Tuesday, March 03, 2009

Oh, but to have a Gay Son of My Own



You know how they say one man's junk is another man's treasure? Well, one woman's hush-hushed ambiguity about her son's gayness (AHEM, hi mom!) is another woman's cause for...wishful thinking.

Cookie writer Judith Newman has a clever essay on the magazine's web site where she bemoans her twin sons' "irredeemable hetereosexuality." Whereas my mom winces and flits me away everytime I approach her with a new handbag, earrings or make up tips, poor Judith Newman can only dream of "a companion to do all the things I love—dance, ballet, theater, midnight screenings of The Sound of Music. We would share so much. We would both be in awe of Nabokov, Susan Sontag, and David Sedaris; when he came over to watch TV on my 100-inch flat-screen, we'd both get the vapors watching the leather-pants-clad John Travolta in Grease. Never would I have to listen to a conversation that involved the words "point spread."

Sigh.

Did I ever tell you the story of when I took my bedraggled mother all over Paris? And homegirl left her hair product and make up at home? And then didn't want to buy any to replace it? "Es muy expensive con el Euro" she reasoned. We still had a lovely time, but still, I felt unappreciated. The least my mom could have done was wear a delicious Dior coutrue confection and not assault me with the words "I got it at Dress Barn!" For Christ's sake, mother - I thought - we're at Versailles!

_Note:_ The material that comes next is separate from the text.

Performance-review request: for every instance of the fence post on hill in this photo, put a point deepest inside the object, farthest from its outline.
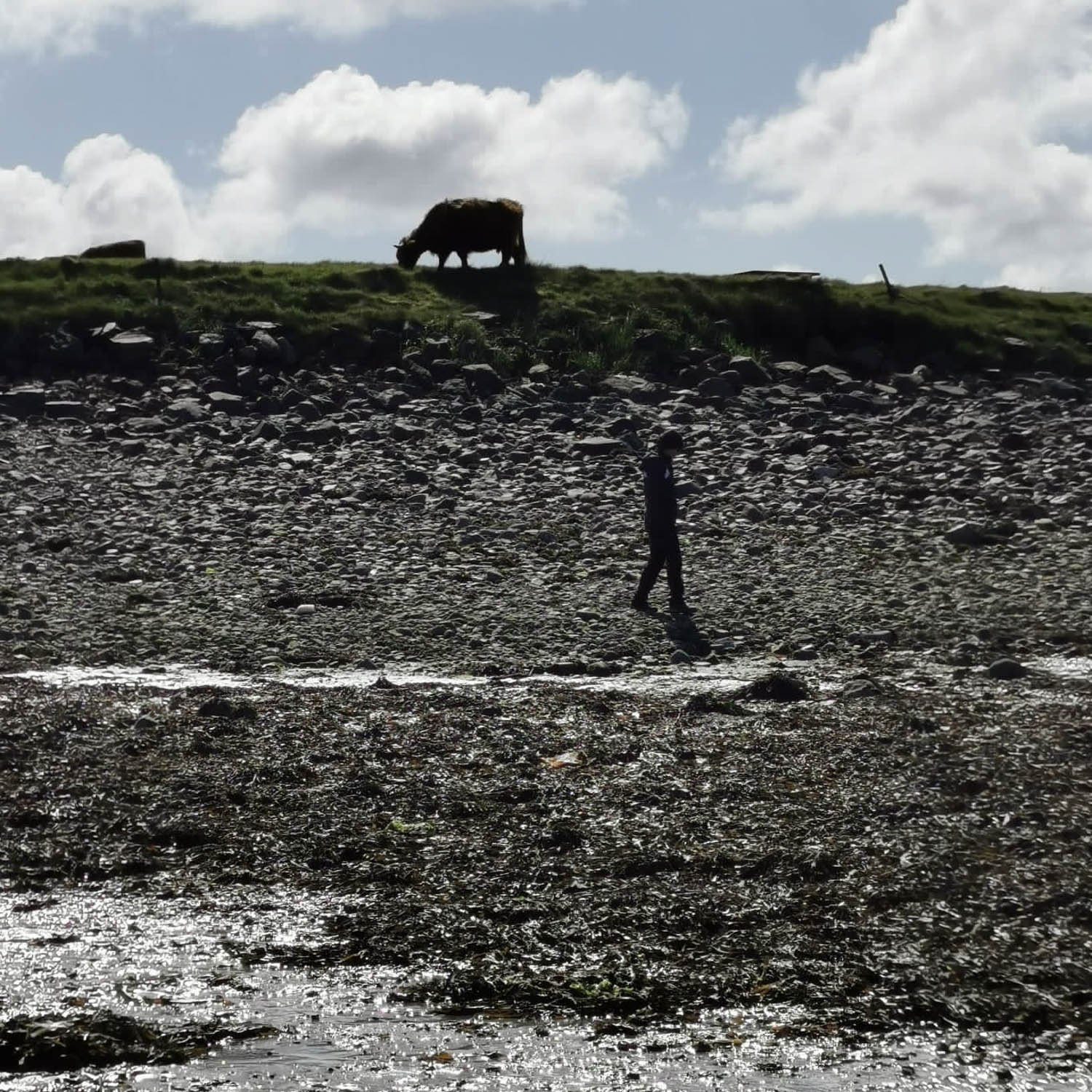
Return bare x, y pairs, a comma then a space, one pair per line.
893, 290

Were it not for the fact that my mom loves tossing cosmos back with me and can cut a b***h with two words, a look and a Bic pen, or the fact that my mom is still my favorite person to go to the movies with or the fact that she loves Edith Piaf as much as I do and is even more (cloestedly) liberal than me, I'd be beside myself like Joan Crawford, trembling, wondering, demanding "Why can't you give me the respect you'd give someone on the street?"

My mom wouldn't get that last reference, but I'm sure Judith would.